La loi sur l’autorité parentale de 2002, qui a créé officiellement la résidence alternée a prévu deux cas de figure selon que les parents sont ou non d’accord pour fixer la résidence de leur enfant en alternance.

Au titre de cette loi et plus précisemment de l’article 373-2-9 du code civil, si l’un des parents souhaite la résidence alternée et que l’autre s’y oppose, le juge pourra :

* Tenter de les concilier

* Leur proposer ou leur imposer une médiation familiale : une fois la médiation terminée, ils seront à nouveau convoqués par le juge pour qu’il statue.

* Nommer un enquêteur social : une fois l’enquête rendue , ils seront à nouveau convoqués par le juge pour qu’il statue au vu des résultat.

* Ordonner la résidence alternée à titre provisoire pour une durée qu’il détermine: une fois passé ce délai, les parents devront revenir devant le juge qui au vu de la situation statuera définitivement.

Malheureusement une pratique judiciaire semble se mettre en place qui exclut de facto la résidence alternée en cas de mésentente importante entre les parents.

Or il est évident qu’il est simple, lorsque des parents sont séparés, de créer une mésentente entre eux.

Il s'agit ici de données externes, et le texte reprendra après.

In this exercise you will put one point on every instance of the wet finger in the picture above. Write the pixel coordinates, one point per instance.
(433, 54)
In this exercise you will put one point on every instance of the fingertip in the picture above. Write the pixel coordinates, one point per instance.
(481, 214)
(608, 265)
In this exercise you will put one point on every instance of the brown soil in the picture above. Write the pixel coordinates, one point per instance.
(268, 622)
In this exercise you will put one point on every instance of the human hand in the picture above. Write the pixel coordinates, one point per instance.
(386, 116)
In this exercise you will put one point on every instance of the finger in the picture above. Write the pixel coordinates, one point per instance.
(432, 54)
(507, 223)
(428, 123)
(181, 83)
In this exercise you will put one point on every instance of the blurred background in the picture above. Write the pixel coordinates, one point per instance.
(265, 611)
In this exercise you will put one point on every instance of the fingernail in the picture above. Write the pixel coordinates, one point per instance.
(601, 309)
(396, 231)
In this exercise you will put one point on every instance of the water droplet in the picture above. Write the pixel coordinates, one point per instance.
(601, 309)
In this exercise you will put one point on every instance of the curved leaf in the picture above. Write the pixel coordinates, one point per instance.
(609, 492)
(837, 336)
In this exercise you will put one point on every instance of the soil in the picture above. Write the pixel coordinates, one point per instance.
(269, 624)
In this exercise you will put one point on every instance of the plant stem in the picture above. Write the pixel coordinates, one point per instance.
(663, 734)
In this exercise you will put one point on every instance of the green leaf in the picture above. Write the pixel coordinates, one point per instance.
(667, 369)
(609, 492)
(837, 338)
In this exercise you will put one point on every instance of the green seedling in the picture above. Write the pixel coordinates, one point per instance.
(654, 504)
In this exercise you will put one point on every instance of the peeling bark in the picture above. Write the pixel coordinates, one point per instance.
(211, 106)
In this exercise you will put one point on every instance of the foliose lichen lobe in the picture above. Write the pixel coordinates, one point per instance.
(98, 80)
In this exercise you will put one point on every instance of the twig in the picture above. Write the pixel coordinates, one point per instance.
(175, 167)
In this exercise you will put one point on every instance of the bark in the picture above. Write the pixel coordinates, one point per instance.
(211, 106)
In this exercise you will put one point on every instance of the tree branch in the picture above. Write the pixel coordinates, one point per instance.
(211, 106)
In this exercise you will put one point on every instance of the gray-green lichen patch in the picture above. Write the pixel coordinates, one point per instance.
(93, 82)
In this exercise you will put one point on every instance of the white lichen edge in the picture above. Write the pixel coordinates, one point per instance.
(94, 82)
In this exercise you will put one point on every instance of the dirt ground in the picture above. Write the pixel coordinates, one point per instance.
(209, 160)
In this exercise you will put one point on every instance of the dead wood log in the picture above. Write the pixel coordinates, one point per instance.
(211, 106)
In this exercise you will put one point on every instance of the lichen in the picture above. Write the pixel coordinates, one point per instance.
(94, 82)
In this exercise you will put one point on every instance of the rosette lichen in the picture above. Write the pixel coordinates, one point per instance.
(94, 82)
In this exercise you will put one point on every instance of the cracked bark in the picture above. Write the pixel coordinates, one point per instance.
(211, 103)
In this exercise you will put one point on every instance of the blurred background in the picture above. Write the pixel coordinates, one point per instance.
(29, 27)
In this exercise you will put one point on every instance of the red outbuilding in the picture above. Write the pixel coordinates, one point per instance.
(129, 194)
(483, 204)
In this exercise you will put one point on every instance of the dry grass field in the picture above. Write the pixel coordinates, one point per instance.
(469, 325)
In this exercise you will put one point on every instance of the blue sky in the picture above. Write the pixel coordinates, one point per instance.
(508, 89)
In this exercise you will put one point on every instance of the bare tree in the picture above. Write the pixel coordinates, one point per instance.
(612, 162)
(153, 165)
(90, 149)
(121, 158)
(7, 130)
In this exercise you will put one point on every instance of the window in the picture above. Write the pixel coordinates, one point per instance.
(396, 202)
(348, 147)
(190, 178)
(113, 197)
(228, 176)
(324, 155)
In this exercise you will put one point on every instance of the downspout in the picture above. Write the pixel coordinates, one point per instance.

Il suffirait donc au parent s’opposant à la résidence alternée de faire en sorte que le désaccord naisse et s’amplifie avec son ex-conjoint, pour s’assurer que la résidence alternée va prendre fin ou ne sera pas ordonnée.

Cette solution est tout à fait inacceptable car elle fait la part belle au plus agressif des deux, à celui qui préfère créer une dissension, qui sera nécessairement défavorable à l’enfant, plutôt qu’à envisager une résidence alternée.

Si il est effectivement souhaitable que les parents fassent un effort pour s’entendre, ça n’est pas un impératif absolu car il y a des cas ou la résidence alternée fonctionne bien même avec des parents qui ont des difficultés à communiquer.

Il faut impérativement empêcher que cette manipulation devienne le sésame des parents refusant la résidence alternée.

 

CODE CIVIL

Article 373-2-9

(Loi nº 2002-305 du 4 mars 2002 art. 5 V Journal Officiel du 5 mars 2002)

(Loi nº 2007-293 du 5 mars 2007 art. 22 II Journal Officiel du 6 mars 2007)

En application des deux articles précédents, la résidence de l’enfant peut être fixée en alternance au domicile de chacun des parents ou au domicile de l’un d’eux.

A la demande de l’un des parents ou en cas de désaccord entre eux sur le mode de résidence de l’enfant, le juge peut ordonner à titre provisoire une résidence en alternance dont il détermine la durée. Au terme de celle-ci, le juge statue définitivement sur la résidence de l’enfant en alternance au domicile de chacun des parents ou au domicile de l’un d’eux.

Lorsque la résidence de l’enfant est fixée au domicile de l’un des parents, le juge aux affaires familiales statue sur les modalités du droit de visite de l’autre parent. Ce droit de visite, lorsque l’intérêt de l’enfant le commande, peut être exercé dans un espace de rencontre désigné par le juge.